Source code of the Bgee pipeline used to build the Bgee database
https://www.bgee.org/
Creative Commons Zero v1.0 Universal
11 stars 4 forks source link

Automatic check of links in download files #1

Open fbastian opened 6 years ago

fbastian commented 6 years ago

Implement an automatic verification of all links provided in the download files (we had problems of outdated URLs, or of missing files, that we only discovered after the files were released).

fbastian commented 6 years ago

Also, I see that we use SRA IDs to link to GEO in download files, but this doesn't work, see e.g. link http://www.ncbi.nlm.nih.gov/geo/query/acc.cgi?acc=ERX012344 in ftp://ftp.bgee.org/bgee_v14_0/download/processed_expr_values/rna_seq/Mus_musculus/Mus_musculus_RNA-Seq_experiments_libraries.tar.gz, which should actually be https://www.ncbi.nlm.nih.gov/geo/query/acc.cgi?acc=GSE30617 from what I understand.

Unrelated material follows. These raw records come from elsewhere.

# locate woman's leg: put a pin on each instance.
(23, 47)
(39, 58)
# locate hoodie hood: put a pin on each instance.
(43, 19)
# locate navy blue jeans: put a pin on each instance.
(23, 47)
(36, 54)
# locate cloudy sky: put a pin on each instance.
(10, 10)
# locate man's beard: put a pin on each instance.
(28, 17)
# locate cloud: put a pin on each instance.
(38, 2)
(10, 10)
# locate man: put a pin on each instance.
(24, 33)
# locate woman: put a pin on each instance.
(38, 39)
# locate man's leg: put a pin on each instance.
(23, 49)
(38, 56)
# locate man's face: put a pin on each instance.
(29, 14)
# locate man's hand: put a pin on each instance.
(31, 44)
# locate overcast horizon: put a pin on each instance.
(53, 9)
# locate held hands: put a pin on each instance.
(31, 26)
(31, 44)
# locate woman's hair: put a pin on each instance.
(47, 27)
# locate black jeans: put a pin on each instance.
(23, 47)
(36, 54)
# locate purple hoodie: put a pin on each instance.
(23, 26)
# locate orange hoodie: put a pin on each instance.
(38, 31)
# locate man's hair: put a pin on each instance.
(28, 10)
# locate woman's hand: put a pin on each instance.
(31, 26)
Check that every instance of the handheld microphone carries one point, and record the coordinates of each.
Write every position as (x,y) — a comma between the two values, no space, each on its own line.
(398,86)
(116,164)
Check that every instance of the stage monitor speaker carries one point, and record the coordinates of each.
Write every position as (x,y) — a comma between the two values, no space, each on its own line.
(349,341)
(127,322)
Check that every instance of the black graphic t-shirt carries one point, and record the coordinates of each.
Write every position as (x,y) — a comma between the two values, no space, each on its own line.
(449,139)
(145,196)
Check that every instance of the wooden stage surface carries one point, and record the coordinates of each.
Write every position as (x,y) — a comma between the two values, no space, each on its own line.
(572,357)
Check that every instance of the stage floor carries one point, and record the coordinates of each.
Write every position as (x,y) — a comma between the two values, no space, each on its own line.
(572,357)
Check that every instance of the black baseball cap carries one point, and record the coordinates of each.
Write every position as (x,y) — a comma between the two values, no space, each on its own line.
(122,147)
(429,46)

Do we have the information necessary during download file generation to fix this problem @smoretti?

smoretti commented 6 years ago

We use SRX, ERX and DRX identifiers to ease download with the sra_toolkit. So the direct link for those identifiers should be https://www.ncbi.nlm.nih.gov/sra/?term=ERX012344

smoretti commented 6 years ago

Column with GEO link should be removed to make the file more simple.

Only SRA link (after URL correction) should remain.